La France regarde enfin vers le Soleil

Longtemps à la traîne de ses voisins européens, le pays met les bouchées doubles pour développer sa production d’énergie solaire. EDF a annoncé un plan ambitieux et les géants Total et Engie se lancent aussi.

A 150 millions de kilomètres de la Terre, le Soleil nous envoie en une heure plus d’énergie que la consommation annuelle des humains. Pourtant, la part du solaire dans la production d’électricité en Europe ne dépasse pas 3,5 %, loin derrière les combustibles (48 %) et le nucléaire (26 %). En France, c’est pire encore. L’énergie produite directement par le soleil ne représente que 1,6 % de la production électrique française. Face à ce retard, le ministre de la Transition énergétique, Nicolas Hulot, qui a annoncé en novembre 2017 que la part du nucléaire serait abaissée de 75 % à 50 % d’ici à « 2030 ou 2035 », souhaite développer les énergies renouvelables, parmi lesquelles le solaire. Cette volonté a poussé EDF à présenter un plan à la hauteur. Le 11 décembre dernier, le groupe a ainsi annoncé le déploiement de 30 gigawatts d’énergie solaire entre 2020 et 2035, soit quatre fois plus que la production actuelle. « C’est un virage pour le solaire. Nous avons une ambition beaucoup plus forte », confirme Nicolas Couderc, directeur France et Energies Réparties pour EDF Energies nouvelles. A titre de comparaison, l’ensemble du parc nucléaire français avoisine la capacité de 63 gigawatts (pour une production de 416 TWh en 2015).

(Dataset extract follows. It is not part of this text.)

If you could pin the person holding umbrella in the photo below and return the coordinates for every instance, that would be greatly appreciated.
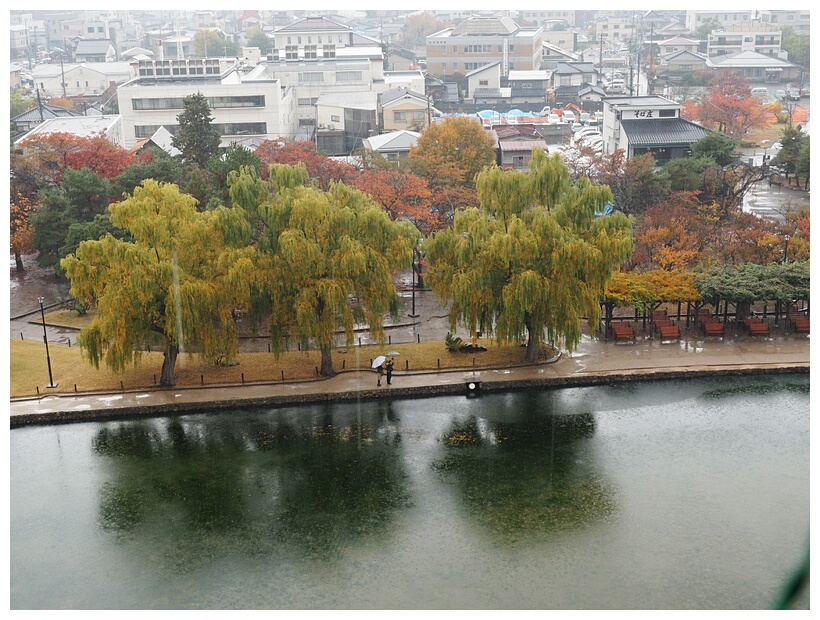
(378, 364)
(389, 368)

Une alternative au nucléaire
Il s’agit donc de corriger une anomalie. Grâce à son ensoleillement, la France est le cinquième pays européen en termes de potentiel solaire. Pourtant, « nous produisons seulement entre 7 et 8 gigawatts, contre 40 en Allemagne et 20 en Italie », souligne Gwenaelle Huet, directrice générale d’Engie France Renouvelables, le concurrent d’EDF, aux objectifs également très ambitieux dans le développement du solaire. Depuis les années 1950, la priorité a été donnée au nucléaire, une méthode efficace et à moindre coût, mais dont les déchets restent radioactifs pendant des centaines d’années.

Depuis l’accident de Fukushima, en mars 2011, les cartes ont été rebattues. Engie (ex-GDF-Suez) compte multiplier par quatre ses capacités solaires d’ici à 2021, pour atteindre 2,2 gigawatts en France. Même le géant des hydrocarbures Total s’est lancé dans le créneau, en équipant ses sites industriels et ses stations-service de panneaux photovoltaïques (5 000 d’entre elles seront concernées d’ici cinq ans, dans le monde entier). En 2011, l’entreprise avait également racheté le fabricant de panneaux solaires SunPower, réputé pour l’efficacité de son matériel.

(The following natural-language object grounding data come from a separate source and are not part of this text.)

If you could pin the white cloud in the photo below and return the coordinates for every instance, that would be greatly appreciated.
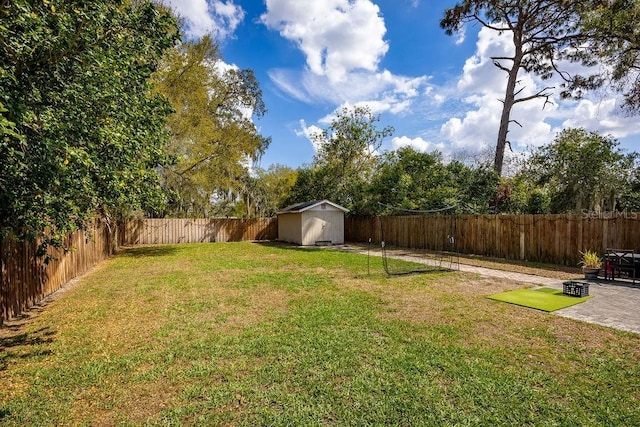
(604, 116)
(481, 87)
(417, 144)
(343, 42)
(208, 16)
(308, 132)
(336, 36)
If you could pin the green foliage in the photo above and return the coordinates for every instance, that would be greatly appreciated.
(345, 160)
(408, 179)
(272, 335)
(614, 41)
(212, 135)
(79, 130)
(541, 33)
(581, 170)
(274, 186)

Le solaire, écologique et économique
Cet engouement est un choix écologique, mais aussi économique. « Le coût du solaire a considérablement baissé ces dernières années, souligne André Joffre, PDG du bureau d’études Tecsol. La technologie s’est nettement améliorée, et les panneaux solaires ont des rendements de 22 %, contre 12 % il y a encore dix ans. » Ces derniers fournissent donc davantage d’électricité pour le même ensoleillement. Ces rendements vont encore progresser. « On devrait atteindre 40 % dans dix ou quinze ans et bien plus d’ici à 2050 », affirme l’expert. Grâce à ces progrès, le prix du mégawattheure d’une grande centrale de panneaux photovoltaïques, qui fond d’année en année (400 euros en 2010, contre 60 euros aujourd’hui), continuera de baisser. Par comparaison, le mégawattheure nucléaire coûte 33 euros à produire. L’atome reste à ce jour plus rentable, mais, à l’avenir, les courbes risquent de se croiser.

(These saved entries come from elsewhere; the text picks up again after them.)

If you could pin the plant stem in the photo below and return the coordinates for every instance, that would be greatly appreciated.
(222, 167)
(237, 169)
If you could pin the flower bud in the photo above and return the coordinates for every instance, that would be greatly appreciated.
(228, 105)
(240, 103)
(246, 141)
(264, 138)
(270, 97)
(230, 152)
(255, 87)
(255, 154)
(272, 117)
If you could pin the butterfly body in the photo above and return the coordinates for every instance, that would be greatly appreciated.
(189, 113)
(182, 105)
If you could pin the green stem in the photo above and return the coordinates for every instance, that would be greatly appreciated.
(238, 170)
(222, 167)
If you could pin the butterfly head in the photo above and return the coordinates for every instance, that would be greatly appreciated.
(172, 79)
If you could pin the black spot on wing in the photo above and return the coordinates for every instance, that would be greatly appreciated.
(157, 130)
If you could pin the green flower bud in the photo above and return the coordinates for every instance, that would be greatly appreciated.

Fort de cette conviction, EDF déboursera 25 milliards d’euros pour installer de vastes champs de panneaux photovoltaïques sur 30 000 hectares, dispersés en France, à l’instar de celui de Toul-Rosières (Meurthe-et-Moselle), la centrale solaire la plus puissante du groupe. « EDF va mobiliser en premier lieu le foncier dont il est propriétaire, mais ce ne sera pas suffisant », souligne Nicolas Couderc. Des discussions seront donc entamées avec l’Etat et les collectivités locales pour que soient trouvés de nouveaux terrains éligibles, indispensables pour mener à bien le projet. Afin d’aider la filière à se développer, l’Etat lance des appels d’offres avec des tarifs d’achat garantis. Seul bémol, les tailles des futures centrales, souvent bien plus petites que celles des voisins européens. Or, plus le champ sera grand, plus il sera rentable et plus le coût de la production baissera. « La limite a été récemment relevée à 30 mégawatts. Nous souhaitons qu’elle soit portée à 50, voire à 100 mégawatts », indique Nicolas Couderc. Dès lors, la France pourra durablement assurer un avenir radieux à l’énergie solaire.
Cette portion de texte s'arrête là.